Athens band Reptar want you to like them, they really do. And they try to make it so easy – their cutesy 90s band name, quirky songs and a sunshine soaked debut album mean you find yourself really wanting to like them back. Which is why it feels more disappointing than usual that 'Body Faucet' is just… average.
There’s a myriad of bands that Reptar can be compared to – Animal Collective, Vampire Weekend, MGMT, even Paul Simon or shades of Elvis Costello. And that’s the real difficulty with the album; it’s very difficult to figure out what Reptar actually are apart from an amalgamation of other people’s sounds.
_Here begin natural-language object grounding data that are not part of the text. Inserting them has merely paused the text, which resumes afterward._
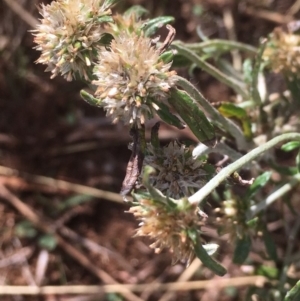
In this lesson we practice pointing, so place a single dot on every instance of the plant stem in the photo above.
(225, 45)
(227, 171)
(225, 123)
(274, 196)
(239, 87)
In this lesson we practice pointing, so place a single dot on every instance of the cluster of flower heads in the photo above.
(232, 219)
(283, 52)
(169, 223)
(69, 36)
(129, 75)
(82, 38)
(178, 174)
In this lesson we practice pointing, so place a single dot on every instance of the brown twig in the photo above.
(259, 281)
(60, 185)
(268, 15)
(21, 12)
(185, 276)
(45, 226)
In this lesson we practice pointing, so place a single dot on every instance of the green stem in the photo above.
(228, 170)
(239, 87)
(291, 242)
(214, 114)
(255, 209)
(293, 293)
(225, 45)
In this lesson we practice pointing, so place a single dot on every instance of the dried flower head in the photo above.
(168, 223)
(69, 35)
(178, 174)
(233, 218)
(129, 75)
(125, 23)
(283, 52)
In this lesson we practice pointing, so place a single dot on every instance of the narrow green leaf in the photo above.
(231, 110)
(74, 201)
(25, 229)
(258, 183)
(202, 254)
(166, 116)
(256, 70)
(90, 99)
(167, 56)
(210, 248)
(269, 244)
(180, 61)
(267, 271)
(151, 26)
(242, 249)
(154, 136)
(298, 161)
(284, 170)
(48, 242)
(290, 146)
(137, 10)
(252, 223)
(294, 293)
(189, 111)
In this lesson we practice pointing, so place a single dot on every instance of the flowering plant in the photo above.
(131, 75)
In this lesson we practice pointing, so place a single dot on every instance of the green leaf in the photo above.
(298, 161)
(137, 10)
(151, 26)
(290, 146)
(180, 61)
(210, 248)
(48, 242)
(166, 116)
(242, 249)
(189, 111)
(256, 70)
(252, 223)
(231, 110)
(74, 201)
(258, 183)
(202, 254)
(108, 3)
(284, 170)
(294, 293)
(267, 271)
(90, 99)
(25, 229)
(167, 56)
(269, 244)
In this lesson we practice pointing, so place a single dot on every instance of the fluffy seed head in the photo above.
(283, 52)
(129, 75)
(232, 219)
(178, 174)
(168, 224)
(69, 36)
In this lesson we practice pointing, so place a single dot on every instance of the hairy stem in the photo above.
(237, 86)
(199, 196)
(225, 123)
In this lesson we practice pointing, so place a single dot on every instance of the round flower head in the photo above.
(283, 52)
(129, 75)
(178, 174)
(168, 223)
(69, 35)
(232, 219)
(125, 23)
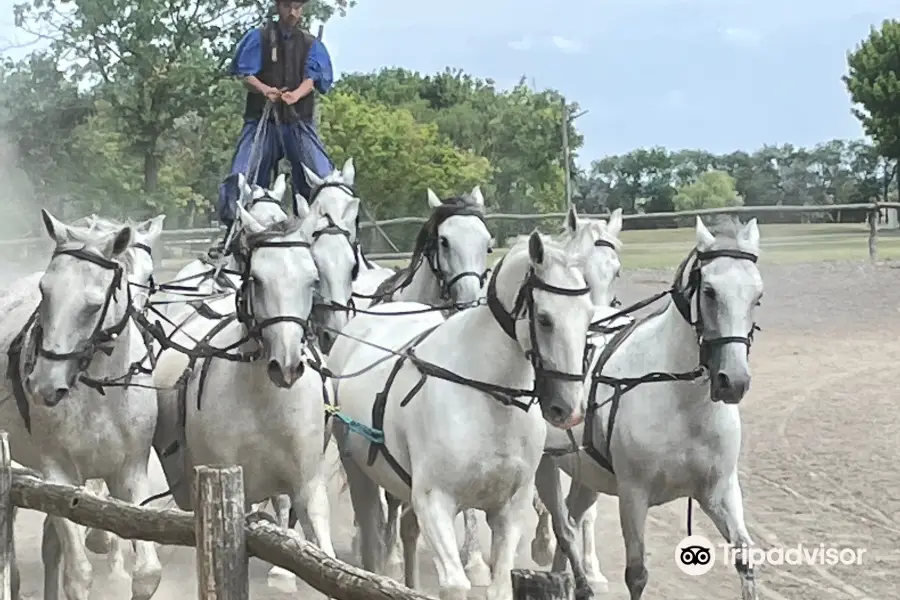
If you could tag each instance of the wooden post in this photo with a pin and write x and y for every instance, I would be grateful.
(566, 153)
(541, 585)
(219, 520)
(873, 233)
(7, 509)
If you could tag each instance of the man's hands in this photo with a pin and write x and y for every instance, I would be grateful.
(273, 94)
(291, 97)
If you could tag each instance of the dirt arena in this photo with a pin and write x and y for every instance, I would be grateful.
(818, 464)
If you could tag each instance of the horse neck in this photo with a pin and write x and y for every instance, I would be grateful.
(424, 287)
(665, 342)
(481, 350)
(123, 350)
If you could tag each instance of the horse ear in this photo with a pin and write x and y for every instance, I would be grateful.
(119, 242)
(614, 227)
(433, 200)
(301, 206)
(56, 229)
(312, 179)
(348, 172)
(280, 187)
(248, 222)
(572, 220)
(536, 249)
(477, 197)
(705, 239)
(750, 236)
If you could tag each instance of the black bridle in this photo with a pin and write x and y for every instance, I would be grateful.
(244, 296)
(431, 254)
(691, 292)
(523, 305)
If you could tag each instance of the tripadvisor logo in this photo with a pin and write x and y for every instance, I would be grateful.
(695, 555)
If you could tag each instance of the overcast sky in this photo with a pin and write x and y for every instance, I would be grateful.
(714, 74)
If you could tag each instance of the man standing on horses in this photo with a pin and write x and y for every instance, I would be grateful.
(281, 63)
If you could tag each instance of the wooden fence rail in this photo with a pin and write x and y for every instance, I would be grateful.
(194, 239)
(215, 530)
(223, 535)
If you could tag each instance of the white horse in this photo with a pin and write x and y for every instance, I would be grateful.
(598, 242)
(268, 415)
(449, 258)
(441, 452)
(77, 433)
(675, 434)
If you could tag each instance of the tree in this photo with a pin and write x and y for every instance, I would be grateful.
(712, 189)
(396, 157)
(154, 63)
(873, 80)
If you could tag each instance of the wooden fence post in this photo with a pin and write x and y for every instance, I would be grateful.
(872, 218)
(219, 518)
(541, 585)
(6, 522)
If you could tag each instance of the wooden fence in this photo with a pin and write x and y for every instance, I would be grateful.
(181, 245)
(224, 536)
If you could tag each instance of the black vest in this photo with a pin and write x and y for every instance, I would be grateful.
(286, 69)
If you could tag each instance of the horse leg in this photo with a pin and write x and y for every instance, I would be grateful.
(725, 507)
(588, 519)
(99, 541)
(546, 480)
(409, 533)
(477, 571)
(506, 533)
(132, 485)
(543, 545)
(392, 544)
(633, 508)
(77, 569)
(279, 578)
(369, 516)
(436, 512)
(15, 581)
(51, 555)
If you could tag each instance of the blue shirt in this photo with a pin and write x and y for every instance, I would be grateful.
(248, 60)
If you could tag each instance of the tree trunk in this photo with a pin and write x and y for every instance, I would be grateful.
(151, 169)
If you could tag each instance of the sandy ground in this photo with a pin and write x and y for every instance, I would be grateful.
(821, 435)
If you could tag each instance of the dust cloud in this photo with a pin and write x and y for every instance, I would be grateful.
(20, 219)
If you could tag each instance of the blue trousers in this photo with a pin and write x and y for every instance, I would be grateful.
(301, 144)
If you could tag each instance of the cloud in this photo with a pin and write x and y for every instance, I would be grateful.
(742, 36)
(674, 100)
(521, 45)
(567, 45)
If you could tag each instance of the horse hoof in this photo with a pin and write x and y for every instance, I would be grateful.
(144, 585)
(478, 572)
(282, 580)
(542, 551)
(98, 541)
(584, 593)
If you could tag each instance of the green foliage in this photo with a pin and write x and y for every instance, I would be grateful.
(873, 81)
(711, 189)
(397, 158)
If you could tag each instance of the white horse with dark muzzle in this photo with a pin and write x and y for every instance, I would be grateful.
(449, 262)
(663, 420)
(453, 385)
(73, 331)
(265, 415)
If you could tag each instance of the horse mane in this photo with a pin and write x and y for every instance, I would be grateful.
(450, 207)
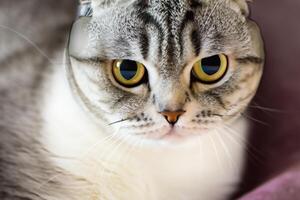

That’s not to accuse them of anything; it seems like a very natural mistake. It’s just not particularly original.
From the 50s doo-wop influences on 'Natural Bridge' to a heartfelt lament about a girl dead in a bike accident on, er, 'Ghost Bike', Reptar have a new twist on their afrofunk synth-pop with every song. It gets to the point where they need to calm down and maybe tone down the synths a bit.
Previous EP 'Oblangle Fizz Y'all' had Reptar throwing their tunes in your face with unreserved abandon; now on 'Body Faucet' they feel polished and hyped up. There's very little feeling, aside from the surface 'let's dance' vibe – still waters run deep, but 'Body Faucet' is so rushed that there’s not much else to it.
That aside, the album isn't bad. It's fun and dancey and it's easy to hear why Reptar are so known for their live shows – if the songs were live and the energy dialled up by fifty per cent or so then it'd be a whirlwind of glorious dance pop. It feels like Reptar's live show reputation just hasn’t translated well enough to the album; 'Houseboat Babies' finds singer Graham Ulicny asking 'Can you feel it?' and being answered by a chorus of 'Yes, I can feel it!'. Live, this would be an enthused highlight of the show but on CD it just feels tired and obvious.
Final track 'Water Runs' at least ends the album on the same high note that shines through the album. It's impossible not to enjoy at least one song, and the band are so clearly enjoying themselves that music aside, it'll make you smile to yourself. If you like Vampire Weekend, you’ll love this.